Thursday, May 22, 2014
To celebrate International Day of Biological Diversity Slow Food International released this video about the Slow Food Ark of Taste - "an online catalogue collecting endangered food flavors, knowledge and traditions from around the world". Learn how big agriculture is changing our nation's diets and how you can help save precious varieties. I could totally picture students utilizing the online catalogue as a service learning project in several ways. Don't let the recipes and flavors of our ancestors be lost forever! Support this great effort by researching varieties important to you, visiting your local farmers market, grow and/or support local heirloom growers and by simply sharing the message. Learn more on how you can contribute to this important mission by clicking, here.
Posted by Kathleen Sanchez at 2:15 PM
Sunday, May 18, 2014
Last year I had the great pleasure of teaching a gardening workshop entitled 'Gardening with Wild and Wise Herbs' at Southern California's inaugural Roots of Healing Festival at Cross Bull Ranch in Topanga Canyon.
The festival had a powerful opening ceremony filled with song, meditation, and white sage smudging led by Siri Baldeep of Angelic Herbs For Vibrant Health.
The opening ceremony was followed by a series of classes and workshops led by local herbalists, healers, and gardeners.
The class I led, 'Gardening with Wild and Wise Herbs' discussed the healing properties and growth habits of desert lavender (Hyptis emoryi), mexican marigold (Tagetes lucida), sticky monkey-flower (Mimulus aurantiacus), sagebrush (Artemisia tridentata), yarrow (Achillea millefolium), and myrtle (Myrtus).
|Rebecca Altman, Herbalist, Kings Road Apothecary|
Unfortunately, I was unable to attend Rebecca's class, cause I was teaching at the same time, but the above photo is of her discussing desert lavender's healing qualities and mentioning that I was just up the way talking about how and why to consider growing your own desert lavender.
I currently have some bitters she crafted with ethically wild-harvested white sage and some of my homegrown desert lavender.

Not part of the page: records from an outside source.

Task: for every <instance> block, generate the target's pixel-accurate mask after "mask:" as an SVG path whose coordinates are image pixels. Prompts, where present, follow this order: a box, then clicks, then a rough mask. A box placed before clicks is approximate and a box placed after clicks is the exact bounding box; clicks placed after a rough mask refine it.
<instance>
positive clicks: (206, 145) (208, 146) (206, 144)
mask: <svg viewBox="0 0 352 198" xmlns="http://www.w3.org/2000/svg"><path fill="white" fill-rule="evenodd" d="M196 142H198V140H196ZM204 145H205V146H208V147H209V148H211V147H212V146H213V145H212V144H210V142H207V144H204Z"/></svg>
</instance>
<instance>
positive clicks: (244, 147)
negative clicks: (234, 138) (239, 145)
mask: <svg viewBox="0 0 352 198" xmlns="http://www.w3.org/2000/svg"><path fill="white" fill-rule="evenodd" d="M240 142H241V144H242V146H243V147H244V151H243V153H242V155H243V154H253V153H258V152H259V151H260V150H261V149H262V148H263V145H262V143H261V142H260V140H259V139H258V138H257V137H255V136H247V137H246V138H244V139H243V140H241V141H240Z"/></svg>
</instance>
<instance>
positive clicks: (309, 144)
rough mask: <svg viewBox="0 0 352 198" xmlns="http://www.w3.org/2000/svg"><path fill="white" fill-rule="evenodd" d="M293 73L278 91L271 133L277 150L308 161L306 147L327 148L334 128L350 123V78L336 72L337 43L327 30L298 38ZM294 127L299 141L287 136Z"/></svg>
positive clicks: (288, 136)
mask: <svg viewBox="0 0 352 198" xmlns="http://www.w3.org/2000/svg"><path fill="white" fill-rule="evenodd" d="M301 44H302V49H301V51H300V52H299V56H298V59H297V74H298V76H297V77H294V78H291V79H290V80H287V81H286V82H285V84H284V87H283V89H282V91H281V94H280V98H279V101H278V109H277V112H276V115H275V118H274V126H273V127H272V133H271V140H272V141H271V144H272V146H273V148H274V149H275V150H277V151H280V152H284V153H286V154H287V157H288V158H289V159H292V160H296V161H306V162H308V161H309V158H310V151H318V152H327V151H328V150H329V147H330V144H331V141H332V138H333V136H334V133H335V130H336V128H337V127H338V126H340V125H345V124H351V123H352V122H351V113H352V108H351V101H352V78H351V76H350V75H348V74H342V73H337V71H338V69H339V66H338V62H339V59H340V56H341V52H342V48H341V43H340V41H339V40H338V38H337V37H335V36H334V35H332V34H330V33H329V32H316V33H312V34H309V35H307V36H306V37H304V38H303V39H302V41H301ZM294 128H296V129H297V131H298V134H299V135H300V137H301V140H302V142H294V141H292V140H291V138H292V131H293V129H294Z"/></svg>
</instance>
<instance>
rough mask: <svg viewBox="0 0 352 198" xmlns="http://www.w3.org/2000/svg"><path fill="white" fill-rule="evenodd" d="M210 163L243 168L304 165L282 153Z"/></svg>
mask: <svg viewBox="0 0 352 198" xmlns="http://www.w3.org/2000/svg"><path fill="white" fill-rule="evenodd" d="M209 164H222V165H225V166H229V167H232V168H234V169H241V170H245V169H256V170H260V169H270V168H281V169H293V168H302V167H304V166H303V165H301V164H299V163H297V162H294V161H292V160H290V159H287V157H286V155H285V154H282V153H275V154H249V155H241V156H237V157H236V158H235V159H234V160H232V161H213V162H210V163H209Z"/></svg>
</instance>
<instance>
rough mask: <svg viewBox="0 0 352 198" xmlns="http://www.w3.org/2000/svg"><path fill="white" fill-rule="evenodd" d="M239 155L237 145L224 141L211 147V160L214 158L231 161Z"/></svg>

Not only are the bitters super tasty, they help on days when I know I might be over indulging a bit or consuming things my belly is not used, you know event and celebration eating, even better the bitters have also aided when the bellyache has already set in. Sweet digestive relief!
Gardening with wild and wise herbs allows gardeners to aide in herb supply for themselves and others during times when wild harvesting is not an option, there are several reasons why wild harvesting or foraging may not be an option for some folks, that's a whole other blog topic though, in this particular case it was due to dry weather conditions and of course just good solid ethics.
I was pleased to see a good amount of interest in a gardening class as I honestly thought everyone in attendance would rather learn about the healing qualities of our plant friends.
Yay, people want to grow their own medicine too!
|Local bee enjoying desert lavender|
|Talking about Tagetes lucida. I made a medicinal tea for everyone to try. The tea can put one in very mild euphoric state.|
|Group activities are the best! Making incense together with this lovely group of folks.|
|Up close of our incense crafting. Using native plants. Sagebrush, black sage, white sage & desert lavender (from our garden) and piñon resin.|
Working harmoniously with nature is becoming one with her.